One suggestion is to use garlic pills instead of raw cloves. This isn’t quite as effective, but the stinky issues do seem to be less when processed garlic supplements are used instead of whole garlic.
Cori
I keep a jar of fermented garlic in the fridge all throughout cold and flu season. My daughter enjoys the pickled cloves as a snack, and I pop one every time I start to feel tired or achy. I’ve always assumed the fermented garlic is effective in the same way that fresh, raw garlic is, but perhaps one is more effective than the other–do you happen to know?
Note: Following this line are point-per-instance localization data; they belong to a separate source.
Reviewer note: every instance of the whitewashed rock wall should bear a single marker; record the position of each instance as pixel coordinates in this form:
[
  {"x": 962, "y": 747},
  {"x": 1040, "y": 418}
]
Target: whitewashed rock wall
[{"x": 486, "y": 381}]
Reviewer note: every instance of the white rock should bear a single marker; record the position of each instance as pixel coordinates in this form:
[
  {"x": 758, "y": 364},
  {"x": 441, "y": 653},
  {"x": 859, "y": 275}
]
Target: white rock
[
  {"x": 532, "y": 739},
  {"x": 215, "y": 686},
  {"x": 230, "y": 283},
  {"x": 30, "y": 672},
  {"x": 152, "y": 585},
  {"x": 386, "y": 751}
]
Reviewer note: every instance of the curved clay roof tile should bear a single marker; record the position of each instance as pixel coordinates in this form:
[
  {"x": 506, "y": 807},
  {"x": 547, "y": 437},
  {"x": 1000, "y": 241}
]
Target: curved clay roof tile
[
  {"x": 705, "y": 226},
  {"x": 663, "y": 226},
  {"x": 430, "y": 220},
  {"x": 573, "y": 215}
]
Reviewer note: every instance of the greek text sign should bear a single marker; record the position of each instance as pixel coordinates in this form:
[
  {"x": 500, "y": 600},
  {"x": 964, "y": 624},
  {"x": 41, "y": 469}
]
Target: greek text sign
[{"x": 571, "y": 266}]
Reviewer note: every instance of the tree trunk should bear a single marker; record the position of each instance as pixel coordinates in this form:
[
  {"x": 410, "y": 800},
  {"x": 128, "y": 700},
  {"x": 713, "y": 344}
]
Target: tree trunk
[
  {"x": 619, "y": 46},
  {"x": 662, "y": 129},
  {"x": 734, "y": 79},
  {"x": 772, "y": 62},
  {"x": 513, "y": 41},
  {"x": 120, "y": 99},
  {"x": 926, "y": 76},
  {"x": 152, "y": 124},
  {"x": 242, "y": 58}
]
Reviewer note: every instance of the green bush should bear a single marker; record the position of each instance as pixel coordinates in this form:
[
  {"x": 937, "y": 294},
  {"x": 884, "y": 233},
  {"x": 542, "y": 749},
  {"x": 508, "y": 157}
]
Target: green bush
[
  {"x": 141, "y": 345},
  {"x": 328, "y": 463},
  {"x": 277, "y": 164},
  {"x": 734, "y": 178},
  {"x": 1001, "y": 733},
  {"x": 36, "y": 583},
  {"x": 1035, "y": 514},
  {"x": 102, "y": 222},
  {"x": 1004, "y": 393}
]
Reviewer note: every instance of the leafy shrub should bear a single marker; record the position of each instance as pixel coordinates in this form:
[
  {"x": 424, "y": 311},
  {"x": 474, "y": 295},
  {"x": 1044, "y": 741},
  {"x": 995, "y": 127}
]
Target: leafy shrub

The fermented cloves lose some of their pungency (which is why we prefer them–they are usually mild enough to eat whole, with just enough kick for flavor), so it occurs to me that they may also be losing some of their effectiveness as they ferment; but then again, they contain probiotics that the raw cloves do not!
Sarah
Do you mind sharing your fermented garlic recipe Cori?
Kathleen
You mention using a “fresh” clove of garlic. Considering it is an ancient medicine, it would have been harvested once a year and stored. As long as your garlic is less than a year old and not from China, it should be fine.
Sarah
Actually, I would doubt that ancestral cultures would have stored garlic as is as it would have reduced the potency considerably. My guess is that they fermented it to maintain potency and naturally preserve it such as what is done in the Master Tonic. https://www.thehealthyhomeeconomist.com/master-tonic-natural-flu-antiviral/
Rita
I keep a small jar of homemade garlic oil (made with fresh garlic and coconut oil) in my fridge at all times. It hardens up so we just use a spoon and scrape some off and use it on scrapes, wounds, and burns, or a very small amount in the ear for ear infections, some of my kids will eat a hunk of it for a sore throat. Also, inserting a hunk of the solidified garlic oil for yeast infections works great too.
Ginger
In fact, I’m taking garlic medicinally today! I woke up with my throat on fire, and started on our family’s prescription, which is: GSE, garlic and cayenne capsules. I’ve always done 1 clove three times a day. Now I’m curious to see how quickly I can kick this if I actually take a whole bulb today!
Sarah
Let us know Ginger! My bet is that you will be better in 48 hours or less. I love how garlic works so fast and does no harm to gut flora .. in fact boosts them since it is a prebiotic.